You will need to enable CONFIG_HIGHMEM4G in the kernel, if its not already, and the 3G/1G split (the default) is also probably what you want.

best ... khay

----------

## The Doctor

I believe that Linux is fairly good about seeing all 4 gigs of ram on 32 bit, however you would gain from installing  64 big. 4 gigs is the theoretical limit for 32 bits. You can get higher memory support on 32 bit, but it is a hack.

64 bit also includes access to more registers and better handling of some computationally intense processes. Given development focus  and performance enhancements, I would simply use 64 bit if you can.

----------

## evoweiss

Hi all,

 *khayyam wrote:*   

> You will need to enable CONFIG_HIGHMEM4G in the kernel, if its not already, and the 3G/1G split (the default) is also probably what you want.
> 
> 

 

Thanks for the speedy reply. 

First, I only have a 32 bit machine, so I don't think running a 64 bit linux system would make sense, unless they're something I'm missing. 

Second, CONFIG_HIGHMEM4G appears to be set to compile in the kernel.

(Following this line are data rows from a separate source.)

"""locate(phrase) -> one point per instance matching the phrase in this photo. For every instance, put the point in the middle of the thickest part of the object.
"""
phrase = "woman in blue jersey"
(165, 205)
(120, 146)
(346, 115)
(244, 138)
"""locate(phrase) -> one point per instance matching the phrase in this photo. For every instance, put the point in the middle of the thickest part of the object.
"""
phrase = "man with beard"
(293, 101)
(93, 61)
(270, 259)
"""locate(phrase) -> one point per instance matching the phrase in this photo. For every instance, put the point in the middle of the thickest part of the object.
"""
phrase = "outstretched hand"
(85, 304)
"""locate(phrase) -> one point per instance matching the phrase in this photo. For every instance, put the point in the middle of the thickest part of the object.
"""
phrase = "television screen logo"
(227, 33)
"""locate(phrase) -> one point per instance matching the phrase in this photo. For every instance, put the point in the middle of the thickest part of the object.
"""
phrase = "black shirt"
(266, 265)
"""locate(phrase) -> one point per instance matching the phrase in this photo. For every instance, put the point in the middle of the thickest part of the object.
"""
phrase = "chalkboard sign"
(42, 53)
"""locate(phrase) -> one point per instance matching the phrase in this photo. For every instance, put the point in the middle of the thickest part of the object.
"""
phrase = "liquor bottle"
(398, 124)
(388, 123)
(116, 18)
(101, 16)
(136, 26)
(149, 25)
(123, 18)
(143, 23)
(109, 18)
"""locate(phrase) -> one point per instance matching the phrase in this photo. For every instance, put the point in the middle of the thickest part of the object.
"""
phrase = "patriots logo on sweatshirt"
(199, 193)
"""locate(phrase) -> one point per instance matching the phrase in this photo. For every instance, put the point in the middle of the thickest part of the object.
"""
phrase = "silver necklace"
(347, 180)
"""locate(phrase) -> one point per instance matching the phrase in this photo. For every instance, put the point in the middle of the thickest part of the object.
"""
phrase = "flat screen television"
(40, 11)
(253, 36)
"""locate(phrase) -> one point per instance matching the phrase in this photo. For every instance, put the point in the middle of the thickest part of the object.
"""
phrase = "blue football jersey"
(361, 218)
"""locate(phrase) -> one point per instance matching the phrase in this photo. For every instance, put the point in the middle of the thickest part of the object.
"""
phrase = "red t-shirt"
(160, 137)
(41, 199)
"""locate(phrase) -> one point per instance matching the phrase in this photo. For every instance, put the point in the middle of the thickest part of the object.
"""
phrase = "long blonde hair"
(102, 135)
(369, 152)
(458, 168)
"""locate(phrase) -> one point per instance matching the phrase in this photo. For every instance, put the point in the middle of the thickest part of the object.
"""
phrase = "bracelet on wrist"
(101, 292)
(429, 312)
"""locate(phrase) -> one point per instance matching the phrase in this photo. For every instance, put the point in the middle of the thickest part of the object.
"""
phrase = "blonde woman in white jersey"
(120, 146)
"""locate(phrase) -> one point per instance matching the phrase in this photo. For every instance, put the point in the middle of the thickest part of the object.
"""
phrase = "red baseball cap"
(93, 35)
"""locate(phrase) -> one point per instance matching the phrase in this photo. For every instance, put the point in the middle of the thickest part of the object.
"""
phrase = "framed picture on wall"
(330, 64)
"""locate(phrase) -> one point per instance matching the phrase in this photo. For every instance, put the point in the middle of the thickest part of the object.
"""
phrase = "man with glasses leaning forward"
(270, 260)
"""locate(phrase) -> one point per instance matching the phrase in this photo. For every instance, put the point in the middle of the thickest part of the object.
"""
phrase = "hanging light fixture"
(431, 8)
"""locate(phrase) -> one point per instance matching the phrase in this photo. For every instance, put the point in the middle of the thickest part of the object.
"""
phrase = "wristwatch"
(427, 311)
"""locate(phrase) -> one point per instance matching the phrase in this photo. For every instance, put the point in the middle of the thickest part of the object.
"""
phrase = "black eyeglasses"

The output of free -h is as follows:

```

             total       used       free     shared    buffers     cached                                                                                                                                      

Mem:          3.6G       2.1G       1.5G         0B       412M       1.3G                                                                                                                                      

-/+ buffers/cache:       368M       3.2G                                                                                                                                                                       

Swap:         494M         0B       494M                                                                                                                                                                       

Total:        4.1G       2.1G       2.0G

```

I take it this means it worked.

Best,

Alex

----------

## NeddySeagoon

evoweiss,

This means you can see about 3.6G of your 4G memory.  The rest has vanished under the memory mapped IO space.

You may be able to see the rest if you use HIMEM64G, however this is a hack, as the Doctor said.  

You still only have a 4G address space but now you have several of them.

The Physical Address Space Extension (PAE) is enabled, so you get 36 bit in the physical addresses but any process still has 32 bit pointers. 

Its paging by another name ... think expanded memory in early PCs.

I don't know if your system will map the RAM hidden under the memory mapped IO space to somewhere above 4G.  Thats required to be able to use it.

Its also required to boot with HIMEM64G set.

Keep your old kernel handy in case it doesn't work.

----------

## evoweiss

Hi,

 *NeddySeagoon wrote:*   

> 
> 
> This means you can see about 3.6G of your 4G memory.  The rest has vanished under the memory mapped IO space.
> 
> You may be able to see the rest if you use HIMEM64G, however this is a hack, as the Doctor said.  
> ...

 

I see... I tried doing this and the kernel booted fine. Xorg didn't start, but I imagine that I had to reinstall the nvidia drivers. It didn't seem to make a difference according to free -h.

Best,

Alex

----------

## NeddySeagoon

evoweiss,

Free is a 32 but program, it can only see the 32 bit address space it runs in.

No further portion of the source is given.